To be sure, the bacchanal of grievance and hatred on January 6, 2021 exposed the clear and present danger that Donald Trump represents. The mob made concrete the threat of white nationalism to the nation. President-elect Joe Biden, Speaker Nancy Pelosi, and others are right to demand that all of those involved in the insurrection and those who incited it should be held to account.

But I have to say, and America’s history is my witness, that impeaching Donald Trump or invoking the 25th amendment will not get us very far. Nor will prosecuting those who sacked the Capitol address what I saw on January 6th. Both should happen, mind you, but they should be understood as just a beginning of sorts. The expression of that different quality of citizenship by the mob and their treatment by the police—the form of dissent with impunity and without fear of consequence—is rooted in the belief that this country is theirs alone and that only their votes count. (One can imagine this thinking shaped Trump’s conclusion that he won by a landslide. He did among white voters.) In order to uproot this sentiment, which has haunted the nation since its birth, we have to do something much more dramatic and sustained than getting rid of Donald Trump, democratizing who we call “thugs,” and prosecuting the criminals who threatened the Republic.

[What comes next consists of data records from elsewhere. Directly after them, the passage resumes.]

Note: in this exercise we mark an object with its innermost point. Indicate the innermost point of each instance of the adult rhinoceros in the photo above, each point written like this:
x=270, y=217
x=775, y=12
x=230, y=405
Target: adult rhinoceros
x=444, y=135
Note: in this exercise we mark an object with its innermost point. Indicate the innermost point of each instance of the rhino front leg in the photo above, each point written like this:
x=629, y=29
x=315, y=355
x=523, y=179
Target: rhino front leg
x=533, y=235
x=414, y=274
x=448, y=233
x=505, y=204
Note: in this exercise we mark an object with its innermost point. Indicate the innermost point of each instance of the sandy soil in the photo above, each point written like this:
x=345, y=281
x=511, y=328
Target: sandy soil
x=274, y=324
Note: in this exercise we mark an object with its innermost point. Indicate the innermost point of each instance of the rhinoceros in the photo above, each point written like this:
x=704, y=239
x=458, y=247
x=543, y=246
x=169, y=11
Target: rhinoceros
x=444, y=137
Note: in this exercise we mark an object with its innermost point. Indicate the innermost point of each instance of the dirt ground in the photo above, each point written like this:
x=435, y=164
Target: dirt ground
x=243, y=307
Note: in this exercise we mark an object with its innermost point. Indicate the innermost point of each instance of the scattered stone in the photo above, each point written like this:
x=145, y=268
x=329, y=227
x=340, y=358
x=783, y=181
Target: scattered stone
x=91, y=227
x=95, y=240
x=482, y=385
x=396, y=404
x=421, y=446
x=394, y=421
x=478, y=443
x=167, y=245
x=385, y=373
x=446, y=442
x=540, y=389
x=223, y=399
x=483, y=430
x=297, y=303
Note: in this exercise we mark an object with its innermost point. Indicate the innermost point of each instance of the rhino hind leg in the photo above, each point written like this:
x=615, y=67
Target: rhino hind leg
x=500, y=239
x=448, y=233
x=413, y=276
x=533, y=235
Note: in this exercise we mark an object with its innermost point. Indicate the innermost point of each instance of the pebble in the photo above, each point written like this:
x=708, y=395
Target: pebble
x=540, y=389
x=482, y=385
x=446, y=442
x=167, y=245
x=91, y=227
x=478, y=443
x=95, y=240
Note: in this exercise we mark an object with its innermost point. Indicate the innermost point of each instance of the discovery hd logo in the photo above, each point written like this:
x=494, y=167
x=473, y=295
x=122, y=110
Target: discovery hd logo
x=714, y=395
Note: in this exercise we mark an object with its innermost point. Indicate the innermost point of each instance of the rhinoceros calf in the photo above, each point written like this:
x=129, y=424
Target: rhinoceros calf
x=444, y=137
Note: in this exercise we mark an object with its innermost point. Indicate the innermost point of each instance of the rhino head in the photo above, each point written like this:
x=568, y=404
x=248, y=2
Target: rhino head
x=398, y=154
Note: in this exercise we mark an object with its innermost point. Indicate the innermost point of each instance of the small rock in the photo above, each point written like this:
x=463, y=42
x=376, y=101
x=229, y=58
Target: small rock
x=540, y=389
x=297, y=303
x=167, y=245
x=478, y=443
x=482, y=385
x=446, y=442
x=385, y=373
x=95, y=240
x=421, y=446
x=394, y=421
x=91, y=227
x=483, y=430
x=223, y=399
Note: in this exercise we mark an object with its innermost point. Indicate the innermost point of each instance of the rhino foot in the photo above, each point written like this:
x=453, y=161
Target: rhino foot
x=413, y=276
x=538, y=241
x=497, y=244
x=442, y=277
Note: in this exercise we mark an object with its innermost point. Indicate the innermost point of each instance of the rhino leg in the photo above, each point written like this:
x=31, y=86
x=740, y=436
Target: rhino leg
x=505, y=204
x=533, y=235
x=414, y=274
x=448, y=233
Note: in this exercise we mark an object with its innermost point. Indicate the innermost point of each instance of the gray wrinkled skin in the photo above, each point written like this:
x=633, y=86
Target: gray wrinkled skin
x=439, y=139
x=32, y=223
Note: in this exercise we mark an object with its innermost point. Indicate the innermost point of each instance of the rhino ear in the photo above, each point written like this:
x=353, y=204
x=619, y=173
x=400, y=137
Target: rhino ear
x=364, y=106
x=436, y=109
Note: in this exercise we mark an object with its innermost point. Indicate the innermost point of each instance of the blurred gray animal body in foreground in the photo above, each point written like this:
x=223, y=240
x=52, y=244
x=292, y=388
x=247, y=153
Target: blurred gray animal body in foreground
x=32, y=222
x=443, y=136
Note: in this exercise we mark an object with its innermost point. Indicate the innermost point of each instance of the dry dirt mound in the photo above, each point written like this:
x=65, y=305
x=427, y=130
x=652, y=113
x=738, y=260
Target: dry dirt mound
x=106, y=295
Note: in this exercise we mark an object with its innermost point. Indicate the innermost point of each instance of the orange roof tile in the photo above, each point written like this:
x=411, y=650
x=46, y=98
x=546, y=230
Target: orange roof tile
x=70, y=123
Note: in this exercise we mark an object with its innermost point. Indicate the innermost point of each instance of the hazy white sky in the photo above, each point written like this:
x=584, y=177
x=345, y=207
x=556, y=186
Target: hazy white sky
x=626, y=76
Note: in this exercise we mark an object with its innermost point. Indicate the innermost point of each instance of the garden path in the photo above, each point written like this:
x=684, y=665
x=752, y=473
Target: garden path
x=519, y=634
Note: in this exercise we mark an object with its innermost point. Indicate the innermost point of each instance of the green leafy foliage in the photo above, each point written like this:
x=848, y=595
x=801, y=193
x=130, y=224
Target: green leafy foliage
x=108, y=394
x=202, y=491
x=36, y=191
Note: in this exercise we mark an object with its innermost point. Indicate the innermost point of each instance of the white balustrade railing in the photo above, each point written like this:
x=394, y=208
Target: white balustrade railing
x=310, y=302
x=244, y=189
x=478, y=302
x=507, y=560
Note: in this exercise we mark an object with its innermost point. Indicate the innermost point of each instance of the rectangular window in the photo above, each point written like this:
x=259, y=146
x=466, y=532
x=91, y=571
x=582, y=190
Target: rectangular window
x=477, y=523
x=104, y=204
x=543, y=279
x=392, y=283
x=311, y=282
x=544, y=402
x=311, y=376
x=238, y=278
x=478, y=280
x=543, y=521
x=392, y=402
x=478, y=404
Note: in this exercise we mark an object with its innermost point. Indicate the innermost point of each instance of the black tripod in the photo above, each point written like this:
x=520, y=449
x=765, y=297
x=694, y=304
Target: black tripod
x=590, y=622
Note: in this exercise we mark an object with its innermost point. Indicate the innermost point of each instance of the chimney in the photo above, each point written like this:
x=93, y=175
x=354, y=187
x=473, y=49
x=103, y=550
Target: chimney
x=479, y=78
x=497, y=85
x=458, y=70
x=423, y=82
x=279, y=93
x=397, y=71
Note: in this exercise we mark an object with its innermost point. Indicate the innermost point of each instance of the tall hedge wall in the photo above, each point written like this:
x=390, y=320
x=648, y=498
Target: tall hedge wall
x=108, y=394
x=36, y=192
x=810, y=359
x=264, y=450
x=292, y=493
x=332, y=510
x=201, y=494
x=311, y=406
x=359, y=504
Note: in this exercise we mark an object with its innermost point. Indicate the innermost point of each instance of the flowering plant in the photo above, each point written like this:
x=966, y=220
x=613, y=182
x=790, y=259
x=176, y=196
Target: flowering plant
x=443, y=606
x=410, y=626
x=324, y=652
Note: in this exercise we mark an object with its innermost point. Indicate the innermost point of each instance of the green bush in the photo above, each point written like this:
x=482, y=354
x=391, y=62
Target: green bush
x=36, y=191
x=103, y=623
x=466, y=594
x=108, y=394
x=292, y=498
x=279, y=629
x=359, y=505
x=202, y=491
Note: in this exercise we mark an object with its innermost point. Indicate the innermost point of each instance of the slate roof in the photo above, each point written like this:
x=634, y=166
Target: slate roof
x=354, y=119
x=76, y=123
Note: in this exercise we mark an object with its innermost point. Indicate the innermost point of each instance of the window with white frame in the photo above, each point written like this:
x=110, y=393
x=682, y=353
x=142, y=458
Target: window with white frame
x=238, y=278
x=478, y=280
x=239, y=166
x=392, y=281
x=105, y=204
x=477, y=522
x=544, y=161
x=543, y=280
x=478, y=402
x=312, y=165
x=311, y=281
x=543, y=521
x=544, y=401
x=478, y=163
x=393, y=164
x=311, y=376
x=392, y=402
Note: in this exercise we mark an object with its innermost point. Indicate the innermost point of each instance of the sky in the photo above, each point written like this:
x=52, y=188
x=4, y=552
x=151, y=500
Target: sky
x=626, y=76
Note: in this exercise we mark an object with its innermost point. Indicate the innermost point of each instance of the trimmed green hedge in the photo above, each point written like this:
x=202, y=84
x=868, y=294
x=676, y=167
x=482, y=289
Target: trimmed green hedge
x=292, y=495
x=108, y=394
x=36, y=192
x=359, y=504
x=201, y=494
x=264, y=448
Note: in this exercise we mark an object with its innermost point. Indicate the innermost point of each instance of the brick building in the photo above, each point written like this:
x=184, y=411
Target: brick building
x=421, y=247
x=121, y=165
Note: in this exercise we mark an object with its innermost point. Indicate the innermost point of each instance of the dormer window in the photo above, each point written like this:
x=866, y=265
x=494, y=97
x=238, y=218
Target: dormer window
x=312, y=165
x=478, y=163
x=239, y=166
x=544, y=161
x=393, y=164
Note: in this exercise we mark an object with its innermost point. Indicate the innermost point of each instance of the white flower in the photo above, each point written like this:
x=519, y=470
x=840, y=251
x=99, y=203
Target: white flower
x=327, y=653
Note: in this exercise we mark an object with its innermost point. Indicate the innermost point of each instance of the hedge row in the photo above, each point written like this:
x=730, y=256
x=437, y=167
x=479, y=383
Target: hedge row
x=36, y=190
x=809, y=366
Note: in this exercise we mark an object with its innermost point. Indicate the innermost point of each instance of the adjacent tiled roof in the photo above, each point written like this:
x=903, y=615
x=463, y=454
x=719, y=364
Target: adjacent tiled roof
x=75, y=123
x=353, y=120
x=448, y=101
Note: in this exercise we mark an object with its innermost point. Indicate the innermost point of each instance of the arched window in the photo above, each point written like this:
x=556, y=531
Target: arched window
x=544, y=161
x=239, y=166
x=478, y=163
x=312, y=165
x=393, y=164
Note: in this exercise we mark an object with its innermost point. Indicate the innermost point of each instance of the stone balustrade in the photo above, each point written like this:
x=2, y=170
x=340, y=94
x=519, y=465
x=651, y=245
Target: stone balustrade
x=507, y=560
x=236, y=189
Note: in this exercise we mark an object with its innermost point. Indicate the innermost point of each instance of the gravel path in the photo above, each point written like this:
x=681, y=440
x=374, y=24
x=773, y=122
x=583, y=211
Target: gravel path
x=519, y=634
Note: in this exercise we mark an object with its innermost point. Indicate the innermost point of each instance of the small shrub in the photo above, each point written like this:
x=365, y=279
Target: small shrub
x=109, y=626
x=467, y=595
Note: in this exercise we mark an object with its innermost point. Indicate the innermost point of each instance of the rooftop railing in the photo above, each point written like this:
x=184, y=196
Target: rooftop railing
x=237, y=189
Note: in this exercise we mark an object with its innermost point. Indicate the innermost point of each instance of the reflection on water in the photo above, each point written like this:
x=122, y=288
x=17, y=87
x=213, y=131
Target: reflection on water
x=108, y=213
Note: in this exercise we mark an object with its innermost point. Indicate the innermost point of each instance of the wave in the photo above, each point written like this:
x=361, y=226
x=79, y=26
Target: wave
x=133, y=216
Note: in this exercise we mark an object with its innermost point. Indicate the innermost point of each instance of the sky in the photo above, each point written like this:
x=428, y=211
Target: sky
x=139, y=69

In January 1871, Congress held hearings and took testimonies about the atrocities of the Ku Klux Klan throughout the south. Reading the transcripts is a horrifying endeavor. The level of cruelty and barbarity in response to black people exercising the right to vote astonishes the reader. But what becomes immediately clear is that Congress had decided that enough was enough. They aimed to destroy the KKK, and with the passage of The Enforcement Acts, which aimed to protect Black people as citizens from white violence, they succeeded for a time. Of course, the nation’s betrayal of radical Reconstruction and its assent to the “Lost Cause” occasioned the return of the Klan and the horrors of the world that sanctioned their existence. But, for a moment, they proved that, in fact, America could be otherwise.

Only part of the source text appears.